Paris n'est pas Melbourne

Alors, oui, il s'est imposé à Melbourne au sortir d'un semestre vierge. Mais on peut douter d'une ré-adaptation aussi souple sur terre battue. Federer est-il apte à jouer et gagner sept matches au meilleur des cinq sets sur terre en ayant joué seulement cinq rencontres sur cette surface au cours des 24 derniers mois ? Cela semble complexe. Est-il capable de battre Nadal, Djokovic, Murray ou Wawrinka en trois sets gagnants sur terre ? A minima, on peut s'interroger.
Mais le plus gros handicap dans son cas, c'est la suite du calendrier. Si l'enchainement terre-gazon n'était pas aussi brutal, il aurait pu venir à Paris l'esprit tranquille. Mais voilà, entre la fin de Roland-Garros et le début de Wimbledon, il n'y aura que trois semaines.
La campagne sur herbe démarre même le lendemain de la finale parisienne. Federer est d'ailleurs engagé à Stuttgart dès le 12 juin. Il doit ensuite disputer le tournoi de Halle.

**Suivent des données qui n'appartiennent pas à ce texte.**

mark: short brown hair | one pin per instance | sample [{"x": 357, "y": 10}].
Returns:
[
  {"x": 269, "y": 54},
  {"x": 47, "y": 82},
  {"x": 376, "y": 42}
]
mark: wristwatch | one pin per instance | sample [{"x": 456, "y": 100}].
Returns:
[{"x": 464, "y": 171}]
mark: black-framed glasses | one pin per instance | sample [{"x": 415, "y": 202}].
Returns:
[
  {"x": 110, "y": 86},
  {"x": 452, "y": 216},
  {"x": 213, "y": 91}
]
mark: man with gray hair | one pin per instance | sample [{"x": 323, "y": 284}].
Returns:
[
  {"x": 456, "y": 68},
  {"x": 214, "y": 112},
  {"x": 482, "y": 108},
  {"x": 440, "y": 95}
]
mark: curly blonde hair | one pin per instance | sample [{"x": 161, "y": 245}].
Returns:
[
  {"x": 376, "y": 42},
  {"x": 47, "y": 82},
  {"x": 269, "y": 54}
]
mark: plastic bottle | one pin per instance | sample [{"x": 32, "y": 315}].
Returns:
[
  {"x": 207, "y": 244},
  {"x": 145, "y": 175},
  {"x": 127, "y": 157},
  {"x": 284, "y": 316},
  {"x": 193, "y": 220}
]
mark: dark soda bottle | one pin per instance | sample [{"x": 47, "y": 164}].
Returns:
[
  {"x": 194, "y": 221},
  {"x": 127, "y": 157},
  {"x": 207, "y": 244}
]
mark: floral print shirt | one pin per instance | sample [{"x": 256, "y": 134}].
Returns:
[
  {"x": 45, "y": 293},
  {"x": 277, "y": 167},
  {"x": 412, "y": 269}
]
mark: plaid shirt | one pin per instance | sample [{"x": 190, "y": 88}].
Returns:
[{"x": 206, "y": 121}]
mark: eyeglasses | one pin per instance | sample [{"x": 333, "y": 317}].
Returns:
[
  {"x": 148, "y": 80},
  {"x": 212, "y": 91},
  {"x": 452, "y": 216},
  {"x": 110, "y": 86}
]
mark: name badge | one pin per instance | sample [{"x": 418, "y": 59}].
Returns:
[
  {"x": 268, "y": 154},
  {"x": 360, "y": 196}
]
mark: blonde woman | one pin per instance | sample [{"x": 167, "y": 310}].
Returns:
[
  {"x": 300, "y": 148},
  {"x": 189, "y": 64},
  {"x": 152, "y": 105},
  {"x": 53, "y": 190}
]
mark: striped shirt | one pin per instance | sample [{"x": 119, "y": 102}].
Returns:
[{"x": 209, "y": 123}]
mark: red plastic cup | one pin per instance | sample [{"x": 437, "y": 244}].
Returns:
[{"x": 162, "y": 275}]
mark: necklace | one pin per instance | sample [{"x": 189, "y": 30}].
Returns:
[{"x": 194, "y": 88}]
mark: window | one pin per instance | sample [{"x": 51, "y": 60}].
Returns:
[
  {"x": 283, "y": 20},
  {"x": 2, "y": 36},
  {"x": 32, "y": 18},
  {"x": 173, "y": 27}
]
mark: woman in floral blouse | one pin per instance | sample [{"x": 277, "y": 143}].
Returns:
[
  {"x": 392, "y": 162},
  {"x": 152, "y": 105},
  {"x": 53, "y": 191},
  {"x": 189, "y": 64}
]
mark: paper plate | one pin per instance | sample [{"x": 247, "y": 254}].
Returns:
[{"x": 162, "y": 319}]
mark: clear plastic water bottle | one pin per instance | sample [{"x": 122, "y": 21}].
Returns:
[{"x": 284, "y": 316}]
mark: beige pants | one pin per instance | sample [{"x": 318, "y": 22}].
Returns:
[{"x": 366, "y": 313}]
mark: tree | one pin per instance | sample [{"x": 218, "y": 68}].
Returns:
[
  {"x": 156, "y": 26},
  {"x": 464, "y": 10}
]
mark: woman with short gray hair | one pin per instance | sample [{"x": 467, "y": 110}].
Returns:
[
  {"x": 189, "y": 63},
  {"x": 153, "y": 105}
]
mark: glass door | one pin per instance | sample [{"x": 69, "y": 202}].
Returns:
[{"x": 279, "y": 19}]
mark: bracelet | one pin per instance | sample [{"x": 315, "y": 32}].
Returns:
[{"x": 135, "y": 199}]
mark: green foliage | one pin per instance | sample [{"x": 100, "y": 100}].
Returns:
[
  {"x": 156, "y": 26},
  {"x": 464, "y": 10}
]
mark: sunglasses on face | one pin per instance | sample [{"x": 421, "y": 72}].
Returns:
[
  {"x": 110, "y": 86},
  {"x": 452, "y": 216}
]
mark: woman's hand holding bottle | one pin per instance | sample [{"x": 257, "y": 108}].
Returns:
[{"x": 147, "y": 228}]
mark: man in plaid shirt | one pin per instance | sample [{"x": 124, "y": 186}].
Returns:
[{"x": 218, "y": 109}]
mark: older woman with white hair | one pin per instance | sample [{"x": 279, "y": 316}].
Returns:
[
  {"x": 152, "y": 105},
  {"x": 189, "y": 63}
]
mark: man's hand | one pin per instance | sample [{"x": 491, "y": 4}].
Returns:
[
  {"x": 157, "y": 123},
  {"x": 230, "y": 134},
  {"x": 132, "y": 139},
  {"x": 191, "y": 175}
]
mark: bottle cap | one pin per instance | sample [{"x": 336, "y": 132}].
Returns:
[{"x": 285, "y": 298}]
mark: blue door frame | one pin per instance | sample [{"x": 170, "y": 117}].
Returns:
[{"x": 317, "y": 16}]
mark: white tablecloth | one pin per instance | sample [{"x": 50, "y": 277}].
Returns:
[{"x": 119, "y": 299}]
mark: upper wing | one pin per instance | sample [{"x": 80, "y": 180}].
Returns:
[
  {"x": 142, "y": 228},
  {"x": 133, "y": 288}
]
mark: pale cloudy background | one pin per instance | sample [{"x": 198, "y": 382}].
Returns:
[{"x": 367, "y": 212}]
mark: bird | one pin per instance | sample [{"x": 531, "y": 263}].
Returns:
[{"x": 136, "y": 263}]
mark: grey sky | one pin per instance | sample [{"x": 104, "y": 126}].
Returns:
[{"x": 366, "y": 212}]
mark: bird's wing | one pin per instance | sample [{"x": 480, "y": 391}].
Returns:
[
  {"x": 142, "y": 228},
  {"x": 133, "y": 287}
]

Imaginons que le Bâlois aille en quarts de finale à Roland-Garros, avec deux ou trois matches en cinq sets et un dos qui siffle. Prendra-t-il le risque de compromettre ses chances pour Wimbledon ? Pas sûr que le jeu parisien vaille la chandelle londonienne.
A partir de la mi-juin, Federer va entrer dans une zone extrêmement chargée : deux tournois de préparation sur herbe plus Wimbledon. Puis la tournée américaine arrivera vite. Entre mi-juin et début septembre, ce sont six tournois, dont deux majeurs et deux Masters 1000 que Federer pourrait être amené à disputer.
Roger Federer aurait-il intérêt à ne pas s'aligner à Roland-Garros ?

"All In" à Wimbledon ?

Reste l'argument du classement. En esquivant complètement la terre battue, le Suisse limite ses chances de reconquête du pouvoir, c'est indéniable. A la sortie de Roland-Garros, il est probable qu'il ne sera plus numéro un à la Race.
Mais, d'une part, l'accès au trône ne lui serait pas fermé de façon rédhibitoire. Ses 4000 points pris depuis le mois de janvier constituent un matelas intéressant et un second titre en Grand Chelem pourrait lui permettre d'envisager sérieusement la place de numéro un mondial, même sans terre battue. De toute façon, sa présence à Roland-Garros ne modifierait pas foncièrement la donne, sauf à atteindre au minimum le dernier carré.
Surtout, Federer joue clairement aujourd'hui pour les titres. Le classement sera une éventuelle et agréable conséquence de ses performances. S'il venait à ramasser un maximum de points lors de la courte saison sur gazon, sans doute commencerait-il à y penser. Mais pas avant.
Encore une fois, seule la certitude de pouvoir gagner à Paris l'amènera à y jouer. Je ne suis pas convaincu qu'il en soit convaincu et le pas franchi samedi, celui de l'incertitude, est en sans doute le premier indice tangible. Si la saison ATP était un tournoi de poker, Federer aborderait Roland-Garros avec des cartes faiblardes. Pourquoi donc engager de gros jetons avec une main dépareillée s'il sait pouvoir disposer d'une paire d'as à l'abord de Wimbledon ?
En laissant de côté l'intégralité de la période terrienne pré-Roland-Garros, Federer a d'ores et déjà acté que cette partie de la saison est celle qui l'intéresse le moins. Autant aller au bout de cette logique, s'octroyer deux mois et demi de véritable coupure pour se donner les meilleures chances de briller au second semestre. Là où il pourra envisager de battre n'importe qui, n'importe où.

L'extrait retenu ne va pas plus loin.